Jack noticed the driver’s knowledge of the routes, figured it was part of the business of transporting people from one place to another destination. Those destinations could be airports, train and bus terminals, and the city had many other points of interest. But if you drove the overnight shift, it was a different clientele. Sure, the airports and terminals were still there, but so were the nightclubs, the gambling joints, the motels, and the whorehouses. All the all-night dives like Half-Ass and Grampa’s and Lucy Jung’s.

The interior of the car was gray, dark as the sky outside, but clean, without magazines or personal items, unlike the cars of some of the drivers who used their own family vehicles to make extra money.

Always on call, Jack thought, real Chinese cowboys. Saddle up, ride out. A lot of single or divorced men. The lifestyle didn’t help family life. These were the men who disdained the obsequious restaurant work of their peers, the back-breaking labor of the Chinatown coolie construction gangs, the grinding days of the street vendors in the heat and freeze and rain and snow.

No, they preferred to mount their leased, air-conditioned Town Cars to ferry others to destinations sometimes deemed illegal, but where the tips were better than good and where one could do well in the gwai lo city.

There were no other clues in the see gay car. No family photographs or Chinese saints on the dashboard. No faux-Chinese firecrackers hanging off the rearview mirror. No takeout containers or water bottles or Chinese newspapers.

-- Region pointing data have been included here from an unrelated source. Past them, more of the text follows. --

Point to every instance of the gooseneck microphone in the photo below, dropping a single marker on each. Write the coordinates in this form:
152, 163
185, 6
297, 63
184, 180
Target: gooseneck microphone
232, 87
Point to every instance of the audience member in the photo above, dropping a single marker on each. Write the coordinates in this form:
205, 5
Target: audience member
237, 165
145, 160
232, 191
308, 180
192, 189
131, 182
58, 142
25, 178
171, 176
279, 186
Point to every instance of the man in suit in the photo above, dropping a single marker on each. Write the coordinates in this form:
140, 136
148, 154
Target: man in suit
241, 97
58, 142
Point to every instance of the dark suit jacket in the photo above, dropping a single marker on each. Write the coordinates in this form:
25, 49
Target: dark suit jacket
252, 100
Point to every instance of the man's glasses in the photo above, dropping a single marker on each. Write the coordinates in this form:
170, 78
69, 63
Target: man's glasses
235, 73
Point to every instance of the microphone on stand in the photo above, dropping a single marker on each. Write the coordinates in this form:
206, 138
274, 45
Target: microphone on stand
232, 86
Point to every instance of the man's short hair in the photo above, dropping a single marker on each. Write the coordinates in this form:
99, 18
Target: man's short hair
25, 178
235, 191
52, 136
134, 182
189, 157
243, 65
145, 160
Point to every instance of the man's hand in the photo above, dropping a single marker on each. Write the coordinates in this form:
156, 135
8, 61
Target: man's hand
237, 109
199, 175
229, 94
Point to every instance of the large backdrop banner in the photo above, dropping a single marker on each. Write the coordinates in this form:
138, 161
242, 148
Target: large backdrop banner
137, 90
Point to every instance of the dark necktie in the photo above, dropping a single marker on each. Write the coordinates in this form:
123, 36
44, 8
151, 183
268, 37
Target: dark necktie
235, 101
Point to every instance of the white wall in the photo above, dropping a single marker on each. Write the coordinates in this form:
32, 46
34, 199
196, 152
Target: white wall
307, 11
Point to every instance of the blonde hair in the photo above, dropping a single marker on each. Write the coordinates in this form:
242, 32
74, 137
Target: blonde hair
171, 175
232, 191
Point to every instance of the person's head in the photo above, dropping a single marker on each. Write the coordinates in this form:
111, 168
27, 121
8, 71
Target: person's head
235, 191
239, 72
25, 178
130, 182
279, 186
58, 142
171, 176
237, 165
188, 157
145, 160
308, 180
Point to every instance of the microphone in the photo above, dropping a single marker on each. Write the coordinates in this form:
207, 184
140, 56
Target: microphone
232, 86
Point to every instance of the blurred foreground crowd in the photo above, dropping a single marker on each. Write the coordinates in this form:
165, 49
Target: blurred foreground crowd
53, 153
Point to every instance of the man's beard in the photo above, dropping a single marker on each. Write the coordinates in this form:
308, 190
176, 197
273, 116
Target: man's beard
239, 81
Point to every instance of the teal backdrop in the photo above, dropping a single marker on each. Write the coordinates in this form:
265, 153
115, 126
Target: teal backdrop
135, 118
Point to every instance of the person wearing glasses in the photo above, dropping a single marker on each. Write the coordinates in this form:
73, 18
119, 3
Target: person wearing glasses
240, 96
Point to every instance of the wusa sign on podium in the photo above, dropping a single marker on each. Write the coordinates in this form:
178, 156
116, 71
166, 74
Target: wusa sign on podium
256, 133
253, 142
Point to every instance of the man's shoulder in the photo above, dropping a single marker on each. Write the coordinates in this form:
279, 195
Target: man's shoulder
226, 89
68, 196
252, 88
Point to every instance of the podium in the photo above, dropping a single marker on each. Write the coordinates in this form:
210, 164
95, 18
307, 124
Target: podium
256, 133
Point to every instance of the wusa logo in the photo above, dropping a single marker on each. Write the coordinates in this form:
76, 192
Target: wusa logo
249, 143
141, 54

Just another hustling guy trying to make a few extra bucks.

But of course he didn’t think Bossy himself did the killing. Franky Noodles, either: Too obvious, and he doesn’t fit the profile. They’d kept him out of it, had protected the wannabe golden boy.

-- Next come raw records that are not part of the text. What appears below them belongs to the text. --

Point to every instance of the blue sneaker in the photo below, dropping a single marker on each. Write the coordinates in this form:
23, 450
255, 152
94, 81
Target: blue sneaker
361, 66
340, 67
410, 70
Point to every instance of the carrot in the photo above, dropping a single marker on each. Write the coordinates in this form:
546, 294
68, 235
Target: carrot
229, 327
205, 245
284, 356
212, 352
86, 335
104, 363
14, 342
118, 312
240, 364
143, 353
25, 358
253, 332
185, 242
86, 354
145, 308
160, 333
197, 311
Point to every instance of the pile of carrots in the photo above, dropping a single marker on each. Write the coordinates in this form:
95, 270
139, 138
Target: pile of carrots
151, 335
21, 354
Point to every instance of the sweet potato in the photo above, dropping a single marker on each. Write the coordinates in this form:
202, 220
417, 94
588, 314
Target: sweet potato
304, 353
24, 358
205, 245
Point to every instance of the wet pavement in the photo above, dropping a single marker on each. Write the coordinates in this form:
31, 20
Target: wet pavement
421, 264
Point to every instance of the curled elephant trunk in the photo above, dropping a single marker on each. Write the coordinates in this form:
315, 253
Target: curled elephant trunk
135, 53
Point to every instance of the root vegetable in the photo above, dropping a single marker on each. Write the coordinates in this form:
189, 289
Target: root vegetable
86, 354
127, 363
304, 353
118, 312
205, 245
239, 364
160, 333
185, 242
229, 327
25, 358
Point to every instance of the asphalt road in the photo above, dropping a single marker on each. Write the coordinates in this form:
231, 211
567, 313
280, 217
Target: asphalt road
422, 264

The radio car crossed the Manhattan Bridge before Jack knew it and was rolling into Chinatown. The driver drifted his car right, down through Fukienese East Broadway and around to Confucius Towers, a block’s walk to the Fifth Precinct.

If it wasn’t Bossy, it’s someone he trusted.

He paid the driver an extra five and crossed Bowery from Confucius Towers toward the Fifth Precinct.

Run DMV

THE KNOTS AT the back of his head, neck, and shoulders grabbed at him, but Jack had spread on the mon gum yow, Tiger Balm, let it do its mentholated relief work for him. The shift cops wrinkled up their noses as he passed. He went to the second floor of the Fifth Precinct, to the main computer, and logged in.